Siapkan 6 soal sulit dengan data dari unit sebelumnya: minimal 2 memerlukan kecocokan persis (kode produk, singkatan, tanggal), 2 semantik (topik sama dengan kata berbeda), 2 soal lanjutan tanpa konteks. (1) Pertama-tama anggaplah setiap pertanyaan sebagai pencarian semantik murni dan tandai secara manual bagian mana yang akan muncul. (2) Evaluasi ulang soal yang sama dengan hybrid dan rangking ulang ditambah. (3) Tulis ulang pertanyaan lanjutan tanpa konteks. Catat dalam bentuk tabel teknik mana yang membedakan jenis pertanyaan.

daftar periksa

  • [ ] Saya tahu top-k adalah keseimbangan presisi penarikan dan rentang awal yang masuk akal.

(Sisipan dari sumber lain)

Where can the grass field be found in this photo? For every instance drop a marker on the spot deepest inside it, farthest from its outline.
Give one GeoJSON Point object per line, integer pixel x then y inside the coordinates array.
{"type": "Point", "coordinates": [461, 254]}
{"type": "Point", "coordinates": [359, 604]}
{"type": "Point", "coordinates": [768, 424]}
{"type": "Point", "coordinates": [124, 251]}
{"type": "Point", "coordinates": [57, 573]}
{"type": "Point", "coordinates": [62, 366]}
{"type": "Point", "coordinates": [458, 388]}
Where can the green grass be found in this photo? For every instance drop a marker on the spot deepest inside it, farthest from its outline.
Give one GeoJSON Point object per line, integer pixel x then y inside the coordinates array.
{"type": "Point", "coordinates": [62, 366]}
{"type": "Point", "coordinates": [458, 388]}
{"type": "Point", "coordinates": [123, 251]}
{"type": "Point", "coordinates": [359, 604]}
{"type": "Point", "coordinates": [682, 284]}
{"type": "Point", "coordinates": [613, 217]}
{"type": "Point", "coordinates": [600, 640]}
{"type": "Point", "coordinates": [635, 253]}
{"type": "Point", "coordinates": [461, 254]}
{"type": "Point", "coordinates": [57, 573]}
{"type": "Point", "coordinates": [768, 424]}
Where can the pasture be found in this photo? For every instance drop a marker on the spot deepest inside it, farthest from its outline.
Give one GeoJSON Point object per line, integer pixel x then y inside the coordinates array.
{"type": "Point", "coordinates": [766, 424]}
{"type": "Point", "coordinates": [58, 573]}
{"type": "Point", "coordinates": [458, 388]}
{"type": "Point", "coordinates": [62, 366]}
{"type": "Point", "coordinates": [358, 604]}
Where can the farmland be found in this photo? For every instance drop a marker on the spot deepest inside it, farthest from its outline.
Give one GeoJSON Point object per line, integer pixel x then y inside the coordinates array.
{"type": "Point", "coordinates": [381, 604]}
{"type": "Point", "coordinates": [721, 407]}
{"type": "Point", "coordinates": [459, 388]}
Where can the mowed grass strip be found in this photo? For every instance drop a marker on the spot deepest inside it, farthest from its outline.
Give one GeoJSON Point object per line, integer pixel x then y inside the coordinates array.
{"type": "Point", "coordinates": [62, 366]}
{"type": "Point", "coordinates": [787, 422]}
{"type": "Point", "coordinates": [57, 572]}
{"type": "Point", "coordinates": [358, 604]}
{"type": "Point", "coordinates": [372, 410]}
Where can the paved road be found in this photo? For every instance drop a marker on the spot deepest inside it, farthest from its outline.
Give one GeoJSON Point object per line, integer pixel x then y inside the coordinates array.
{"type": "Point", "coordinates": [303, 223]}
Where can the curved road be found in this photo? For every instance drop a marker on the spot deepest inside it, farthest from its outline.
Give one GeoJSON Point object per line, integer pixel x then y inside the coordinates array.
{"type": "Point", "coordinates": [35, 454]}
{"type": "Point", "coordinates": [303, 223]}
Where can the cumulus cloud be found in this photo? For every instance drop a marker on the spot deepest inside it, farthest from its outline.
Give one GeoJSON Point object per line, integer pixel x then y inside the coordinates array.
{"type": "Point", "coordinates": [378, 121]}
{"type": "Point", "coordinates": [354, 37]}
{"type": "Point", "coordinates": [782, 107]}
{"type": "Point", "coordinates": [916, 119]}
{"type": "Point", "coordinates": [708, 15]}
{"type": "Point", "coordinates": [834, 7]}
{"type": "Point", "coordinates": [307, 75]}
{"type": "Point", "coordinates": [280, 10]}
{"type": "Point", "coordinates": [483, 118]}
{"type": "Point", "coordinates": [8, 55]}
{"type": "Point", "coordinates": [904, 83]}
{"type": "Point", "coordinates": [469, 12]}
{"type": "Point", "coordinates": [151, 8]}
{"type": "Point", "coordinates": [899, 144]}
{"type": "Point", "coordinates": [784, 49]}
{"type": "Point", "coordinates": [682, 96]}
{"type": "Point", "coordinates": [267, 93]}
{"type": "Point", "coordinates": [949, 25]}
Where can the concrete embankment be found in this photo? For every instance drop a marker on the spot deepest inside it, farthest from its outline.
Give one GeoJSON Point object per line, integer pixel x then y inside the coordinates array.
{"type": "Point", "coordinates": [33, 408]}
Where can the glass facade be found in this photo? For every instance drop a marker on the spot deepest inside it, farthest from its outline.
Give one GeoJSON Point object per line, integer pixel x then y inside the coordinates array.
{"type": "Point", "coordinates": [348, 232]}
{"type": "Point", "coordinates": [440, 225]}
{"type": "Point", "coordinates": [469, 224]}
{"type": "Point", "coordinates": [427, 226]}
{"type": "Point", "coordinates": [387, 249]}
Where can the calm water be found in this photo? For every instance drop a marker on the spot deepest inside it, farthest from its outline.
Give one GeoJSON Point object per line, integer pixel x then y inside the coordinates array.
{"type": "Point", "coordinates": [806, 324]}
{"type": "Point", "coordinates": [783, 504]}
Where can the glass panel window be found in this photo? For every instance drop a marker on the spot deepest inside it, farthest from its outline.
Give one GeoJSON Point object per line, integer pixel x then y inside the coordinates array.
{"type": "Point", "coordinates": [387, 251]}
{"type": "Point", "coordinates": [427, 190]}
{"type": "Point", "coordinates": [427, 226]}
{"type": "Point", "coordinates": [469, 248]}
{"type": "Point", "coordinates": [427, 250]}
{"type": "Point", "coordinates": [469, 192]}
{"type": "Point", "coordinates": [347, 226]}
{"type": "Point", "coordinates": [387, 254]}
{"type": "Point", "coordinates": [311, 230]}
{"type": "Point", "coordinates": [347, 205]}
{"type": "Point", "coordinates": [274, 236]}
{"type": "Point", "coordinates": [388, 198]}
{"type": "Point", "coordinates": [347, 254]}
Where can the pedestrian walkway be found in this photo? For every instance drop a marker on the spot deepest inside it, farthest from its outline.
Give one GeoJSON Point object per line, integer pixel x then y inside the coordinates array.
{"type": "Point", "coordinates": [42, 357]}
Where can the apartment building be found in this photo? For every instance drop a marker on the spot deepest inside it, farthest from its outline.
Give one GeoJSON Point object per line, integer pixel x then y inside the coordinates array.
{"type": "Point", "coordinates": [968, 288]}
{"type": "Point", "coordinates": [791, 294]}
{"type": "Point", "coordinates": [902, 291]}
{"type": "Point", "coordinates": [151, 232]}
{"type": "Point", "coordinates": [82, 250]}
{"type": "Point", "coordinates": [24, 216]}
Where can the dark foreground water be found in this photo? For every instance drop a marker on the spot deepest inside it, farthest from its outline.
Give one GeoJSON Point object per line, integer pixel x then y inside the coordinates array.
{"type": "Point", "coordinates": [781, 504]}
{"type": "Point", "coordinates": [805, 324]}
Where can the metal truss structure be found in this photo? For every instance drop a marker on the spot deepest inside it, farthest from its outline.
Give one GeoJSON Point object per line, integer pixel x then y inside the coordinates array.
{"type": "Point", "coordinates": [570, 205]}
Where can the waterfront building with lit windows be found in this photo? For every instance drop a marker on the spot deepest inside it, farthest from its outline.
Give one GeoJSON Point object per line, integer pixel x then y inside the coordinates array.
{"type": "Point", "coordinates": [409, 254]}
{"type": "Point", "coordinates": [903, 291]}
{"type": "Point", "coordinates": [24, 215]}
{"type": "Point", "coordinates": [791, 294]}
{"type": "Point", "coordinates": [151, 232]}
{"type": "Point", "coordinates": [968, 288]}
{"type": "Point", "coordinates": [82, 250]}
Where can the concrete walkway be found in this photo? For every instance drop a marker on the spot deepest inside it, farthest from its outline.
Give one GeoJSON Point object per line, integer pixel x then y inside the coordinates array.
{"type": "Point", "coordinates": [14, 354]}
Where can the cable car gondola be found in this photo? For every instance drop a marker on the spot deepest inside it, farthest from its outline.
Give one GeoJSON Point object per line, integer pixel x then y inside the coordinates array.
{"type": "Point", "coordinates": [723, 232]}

  • [ ] Saya dapat menjelaskan mengapa penelusuran hibrid memulihkan kecocokan persis.
  • [ ] Saya dapat menerapkan logika dua langkah pemeringkatan ulang (luas → pintar sempit).
  • [ ] Saya menyadari perlunya menulis ulang pertanyaan lanjutan tanpa konteks.
  • [ ] Saya tegaskan bahwa saya menambahkan teknik berat dengan mengukur, bukan dengan mengukur.